VRヘッドセットを通して体験する世界では、ゲームや映画に放り込まれたような感覚を味わえます。五感をより一層刺激してくれるVRそしてARは、底知れない魅力を秘めています。

そんな中、ARが現実世界を支配した未来世界を描いたショートムービー『HYPER-REALITY(ハイパーリアリティ)』が今話題に。ロンドンで活躍する映像デザイナーのKeiichi Matsuda氏が制作を手がけています。

『HYPER-REALITY』のあらすじ

このショートムービーの時代設定は、日常にARがあふれた未来。そして、主人公はコロンビアに住むJuliana Restrepoという女性。この女性がヘッドセットを装着して体験する世界を描いています。

主人公はヘッドセットを通してゲームをしています。また、視界のすみにはメッセージ通知や広告も。この時代では、スマホはもはや時代遅れの存在なのかもしれませんね……。

どうやら主人公はバスに乗っているようです。このゲームでは、日常の行動をするたびにポイントが溜まるしくみに。まさに現実世界がゲームになっているのです。楽しそうです!

Googleに「私は誰?」とたずねると、名前を答えてくれます。ARがすべての個人情報を管理しています。物事を忘れないためには便利ですが……。

すると、「あなたをリセットしますか?」という警告が。ARは情報を管理できるいっぽうで、情報を容易に消去できます。あやまって「RESET」を選んでしまったさきには、いったい何が待っているのでしょうか……。
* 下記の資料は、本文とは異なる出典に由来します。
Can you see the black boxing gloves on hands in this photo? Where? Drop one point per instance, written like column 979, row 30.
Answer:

主人公はバスを降りました。すると、広告や道行く人のステータスなど、街のなかのさまざまな情報が表示されます。

そして、スーパーマーケットに到着。右上に「バーチャルペットを試してみませんか?」というメッセージが。

主人公は試しにバーチャルペットを飼ってみることにしました。しかし、このわんちゃん、お世辞にもかわいいと言えません……。

商品を手にとると、パッケージも3D仕様に。

ショッピングを楽しんでいる途中で異変が起きた模様。そのため、カスタマーサポートに連絡します。しかし、「何者かにアカウントが攻撃されている。しかし、問題ない。」とのこと。
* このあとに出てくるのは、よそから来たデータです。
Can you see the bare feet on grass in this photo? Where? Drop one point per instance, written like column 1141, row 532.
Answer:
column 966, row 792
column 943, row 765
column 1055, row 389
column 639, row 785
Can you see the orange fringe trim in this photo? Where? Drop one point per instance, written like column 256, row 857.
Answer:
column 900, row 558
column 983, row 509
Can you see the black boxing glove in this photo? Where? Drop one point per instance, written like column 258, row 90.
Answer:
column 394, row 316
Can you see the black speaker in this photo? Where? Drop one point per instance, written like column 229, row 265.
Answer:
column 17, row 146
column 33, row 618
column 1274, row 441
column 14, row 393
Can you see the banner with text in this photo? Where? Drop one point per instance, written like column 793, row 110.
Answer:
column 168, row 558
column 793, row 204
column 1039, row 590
いったんVRヘッドセットの電源をシャットダウンしました。これが現実のスーパーマーケット。先ほどとはまったく異なり、落ち着きのある視界に変わりました。

そして、電源をオンに。ふたたびゲームが始まります。

ショッピングを終えて、スーパーマーケットを出て道を歩いていると、前から得体の知れない人物が……。
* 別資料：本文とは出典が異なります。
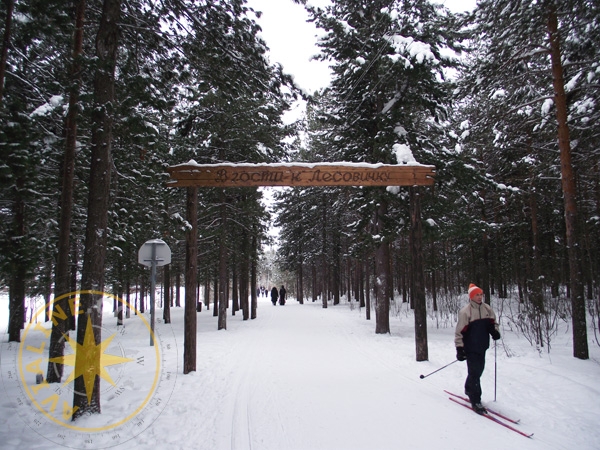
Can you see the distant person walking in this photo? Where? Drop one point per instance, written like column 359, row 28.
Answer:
column 274, row 295
column 282, row 295
column 476, row 322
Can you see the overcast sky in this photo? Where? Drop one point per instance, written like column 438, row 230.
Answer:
column 292, row 41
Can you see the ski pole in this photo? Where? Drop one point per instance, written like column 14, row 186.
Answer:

その得体の知れない人物は、ナイフのようなもので主人公の左手を傷つけました。手のひらには傷のマークが。そして、痛みとともにうめく主人公の声が聞こえます。

主人公の手のひらから血が流れています。この傷はゲームの世界で負ったものでなく、現実世界で負った傷なのです。

主人公はむせび泣きながら祈りをささげ、レベルアップしました。レベルアップとともに、このショートムービーは幕を閉じます。

VRが支配する世界に対する警鐘か

ゲームや映画のようなスリリングな楽しさを味わえるVR。しかし、ARが人間を侵食してしまうおそれがあることを、このショートムービーは語っています。人間の身体と、ARがつくりだす架空の現実との境界がなくなった世界を描いているようです。

AIは人類を脅かす存在と言われていますが、AR技術の発達に関しても同様のことがいえるでしょう。技術の発達は生活を豊かにしてくれますが、ときに人間を危険にさらす可能性もあるのです。